The exuberant dog pile at the mound at Fenway Park. The championship ring. The television cameras.

Those images flood David Matranga’s mind from time to time. But unlike most college baseball players, Matranga’s visions are not dreams. They are fond memories.

Pepperdine’s sophomore shortstop was the second baseman on the 1995 U.S. Junior National team that won the gold medal in the Junior Olympics by defeating Taiwan, 10-0, at Fenway. The team also played in Toronto’s SkyDome.


In a qualifying game against Cuba in front of a crowd of 10,000, Matranga doubled over the center fielder’s head to drive in the winning run in the bottom of the 10th inning.

No wonder Matranga survived the first Team USA cuts last December and is invited to the final tryouts in June.

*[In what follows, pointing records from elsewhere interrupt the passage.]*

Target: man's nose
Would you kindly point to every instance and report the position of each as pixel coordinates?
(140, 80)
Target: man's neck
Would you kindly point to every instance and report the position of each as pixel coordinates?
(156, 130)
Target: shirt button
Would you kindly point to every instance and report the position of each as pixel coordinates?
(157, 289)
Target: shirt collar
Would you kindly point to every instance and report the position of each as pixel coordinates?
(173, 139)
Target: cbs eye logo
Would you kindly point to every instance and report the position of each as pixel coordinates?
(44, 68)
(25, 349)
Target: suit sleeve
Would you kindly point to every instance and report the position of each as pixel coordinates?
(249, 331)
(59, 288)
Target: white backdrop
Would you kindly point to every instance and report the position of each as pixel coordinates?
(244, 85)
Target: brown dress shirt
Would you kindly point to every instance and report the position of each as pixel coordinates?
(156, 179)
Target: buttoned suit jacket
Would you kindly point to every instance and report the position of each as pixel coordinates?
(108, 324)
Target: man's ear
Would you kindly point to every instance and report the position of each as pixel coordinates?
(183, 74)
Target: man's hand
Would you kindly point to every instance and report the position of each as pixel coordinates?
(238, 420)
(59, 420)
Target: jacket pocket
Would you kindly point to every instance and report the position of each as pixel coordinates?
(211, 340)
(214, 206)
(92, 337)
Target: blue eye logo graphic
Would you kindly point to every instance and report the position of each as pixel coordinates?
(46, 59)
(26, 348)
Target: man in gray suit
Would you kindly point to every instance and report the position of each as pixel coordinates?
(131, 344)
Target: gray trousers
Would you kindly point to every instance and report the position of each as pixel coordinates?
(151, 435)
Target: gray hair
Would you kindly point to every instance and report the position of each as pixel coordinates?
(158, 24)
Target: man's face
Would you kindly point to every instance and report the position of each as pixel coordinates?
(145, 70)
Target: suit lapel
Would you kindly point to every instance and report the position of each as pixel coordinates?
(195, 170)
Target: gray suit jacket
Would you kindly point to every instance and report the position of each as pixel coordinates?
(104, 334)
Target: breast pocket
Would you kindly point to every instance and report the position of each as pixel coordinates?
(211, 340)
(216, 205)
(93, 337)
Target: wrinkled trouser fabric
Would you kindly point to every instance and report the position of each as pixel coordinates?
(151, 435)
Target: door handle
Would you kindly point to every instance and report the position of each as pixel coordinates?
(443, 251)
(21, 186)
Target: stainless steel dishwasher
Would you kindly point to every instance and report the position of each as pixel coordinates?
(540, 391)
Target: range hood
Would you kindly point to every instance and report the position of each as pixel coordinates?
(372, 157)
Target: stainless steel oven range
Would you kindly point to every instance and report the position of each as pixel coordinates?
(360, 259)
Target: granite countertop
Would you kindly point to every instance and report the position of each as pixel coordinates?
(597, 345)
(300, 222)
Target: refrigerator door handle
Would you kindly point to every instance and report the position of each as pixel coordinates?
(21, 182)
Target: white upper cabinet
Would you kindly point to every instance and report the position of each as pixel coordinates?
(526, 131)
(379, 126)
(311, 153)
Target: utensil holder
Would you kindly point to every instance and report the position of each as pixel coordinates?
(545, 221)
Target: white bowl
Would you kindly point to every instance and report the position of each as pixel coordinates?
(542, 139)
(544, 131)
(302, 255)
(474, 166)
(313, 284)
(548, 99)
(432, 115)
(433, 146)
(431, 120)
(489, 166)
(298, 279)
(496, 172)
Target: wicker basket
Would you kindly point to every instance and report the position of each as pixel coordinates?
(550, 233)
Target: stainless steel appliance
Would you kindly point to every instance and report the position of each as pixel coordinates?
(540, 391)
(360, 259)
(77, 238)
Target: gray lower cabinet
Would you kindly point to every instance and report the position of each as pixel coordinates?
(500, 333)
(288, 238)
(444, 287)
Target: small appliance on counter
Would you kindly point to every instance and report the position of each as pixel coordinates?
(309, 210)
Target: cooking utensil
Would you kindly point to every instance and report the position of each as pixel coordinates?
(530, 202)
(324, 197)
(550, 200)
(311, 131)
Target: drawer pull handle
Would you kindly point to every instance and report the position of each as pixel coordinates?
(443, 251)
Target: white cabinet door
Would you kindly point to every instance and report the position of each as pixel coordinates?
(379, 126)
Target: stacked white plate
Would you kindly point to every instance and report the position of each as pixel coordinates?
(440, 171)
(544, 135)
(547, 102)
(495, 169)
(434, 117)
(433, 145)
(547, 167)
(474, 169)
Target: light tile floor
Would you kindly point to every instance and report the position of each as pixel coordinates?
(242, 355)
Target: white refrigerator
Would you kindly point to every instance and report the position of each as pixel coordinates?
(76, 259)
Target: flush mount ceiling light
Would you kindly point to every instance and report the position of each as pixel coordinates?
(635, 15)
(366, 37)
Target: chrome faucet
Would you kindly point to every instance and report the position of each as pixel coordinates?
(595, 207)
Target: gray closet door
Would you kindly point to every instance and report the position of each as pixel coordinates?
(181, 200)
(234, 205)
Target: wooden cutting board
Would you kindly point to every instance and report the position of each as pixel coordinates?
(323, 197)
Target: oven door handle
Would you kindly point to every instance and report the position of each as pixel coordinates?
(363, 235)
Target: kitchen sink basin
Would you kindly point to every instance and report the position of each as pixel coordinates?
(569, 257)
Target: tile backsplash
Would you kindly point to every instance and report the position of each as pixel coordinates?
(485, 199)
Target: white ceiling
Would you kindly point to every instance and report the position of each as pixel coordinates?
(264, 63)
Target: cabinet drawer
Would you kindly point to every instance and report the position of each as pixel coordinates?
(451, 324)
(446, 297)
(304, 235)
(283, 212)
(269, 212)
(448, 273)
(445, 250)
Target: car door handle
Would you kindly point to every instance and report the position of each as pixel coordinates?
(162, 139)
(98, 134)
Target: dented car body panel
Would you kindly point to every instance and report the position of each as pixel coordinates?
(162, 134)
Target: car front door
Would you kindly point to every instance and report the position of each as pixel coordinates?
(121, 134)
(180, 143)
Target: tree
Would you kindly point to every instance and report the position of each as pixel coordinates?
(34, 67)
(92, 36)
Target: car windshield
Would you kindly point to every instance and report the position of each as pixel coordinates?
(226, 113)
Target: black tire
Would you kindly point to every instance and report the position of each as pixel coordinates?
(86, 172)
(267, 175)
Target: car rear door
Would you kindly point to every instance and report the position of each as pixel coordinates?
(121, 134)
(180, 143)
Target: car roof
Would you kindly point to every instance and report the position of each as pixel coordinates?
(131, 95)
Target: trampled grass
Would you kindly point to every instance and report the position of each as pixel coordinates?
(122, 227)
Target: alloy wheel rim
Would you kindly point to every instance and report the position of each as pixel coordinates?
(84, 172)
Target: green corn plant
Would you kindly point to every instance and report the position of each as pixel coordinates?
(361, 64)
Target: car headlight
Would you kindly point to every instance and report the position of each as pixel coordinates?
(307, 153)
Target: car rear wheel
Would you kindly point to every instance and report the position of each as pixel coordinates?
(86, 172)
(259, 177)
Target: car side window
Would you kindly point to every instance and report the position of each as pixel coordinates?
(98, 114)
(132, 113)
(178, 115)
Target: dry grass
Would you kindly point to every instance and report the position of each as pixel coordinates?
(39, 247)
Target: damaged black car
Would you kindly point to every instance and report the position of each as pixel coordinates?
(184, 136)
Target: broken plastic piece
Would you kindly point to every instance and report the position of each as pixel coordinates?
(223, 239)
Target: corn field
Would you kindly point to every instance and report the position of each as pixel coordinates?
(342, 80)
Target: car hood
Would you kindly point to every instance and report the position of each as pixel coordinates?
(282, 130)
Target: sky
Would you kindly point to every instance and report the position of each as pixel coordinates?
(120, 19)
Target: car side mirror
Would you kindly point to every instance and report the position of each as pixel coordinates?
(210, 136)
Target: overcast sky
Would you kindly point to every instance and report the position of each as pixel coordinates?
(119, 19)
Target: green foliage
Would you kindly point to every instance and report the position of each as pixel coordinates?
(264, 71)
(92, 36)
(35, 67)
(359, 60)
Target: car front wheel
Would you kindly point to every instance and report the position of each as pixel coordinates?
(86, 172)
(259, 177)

No wonder he is perhaps Pepperdine’s most consistent player and one who responds well in pressure situations.

“I really gained maturity playing on the junior national team,” he said. “I dealt with the media, I played with and against the best, and it was amazing representing our country.”

Matranga played at Orange High and was a Times Orange County second-team selection in 1995, when, as a senior, he batted .494 with three home runs and 24 runs batted in. He is among only three Pepperdine players on full scholarship, and he’s earning every penny. He is an aggressive player who dives after ground balls, runs the bases with abandon and hits with good power for an infielder.

“He’s all business,” Coach Frank Sanchez said. “Dave wants to be a real good player. He’s driven. The way he goes about his game, the players and coaches respect him.”

Despite a recent slump, Matranga was batting .323 and led the team with eight home runs and 37 RBIs heading into last weekend’s four-game series against Santa Clara, which the Broncos swept.


However, he’d rather talk about his defense.

“I heard Alex Rodriguez [of the Seattle Mariners] say he’d take an 0 for 5 with no errors rather than go five for five with two errors,” he said. “That’s kind of the way I feel.”

Matranga had made only seven errors before this past weekend, and his fielding percentage of .964 is among the best in the nation for shortstops. He credits assistant coach David Esquer, a former Stanford shortstop, for helping him make the transition from second base lastfall.

Of course, playing home games on Pepperdine’s impeccably manicured field is a joy for any infielder.

After Pepperdine Coach Pat Harrison resigned last summer, Matranga could have decided to look for a greener pasture.

“I was playing in Alaska and got word he was leaving, and within days I was getting all these calls from coaches saying transfer here or there,” Matranga said. “Other coaches were bad-mouthing Coach Sanchez, but I decided I was going to find out for myself. It turns out he’s a great coach.”

Pepperdine (28-21) had won 21 of its past 25 games before running up against Santa Clara. The Waves are still hoping to qualify for the NCAA tournament.


“This is an amazing place,” Matranga said. “I look around and tell myself it can’t get much better than this.”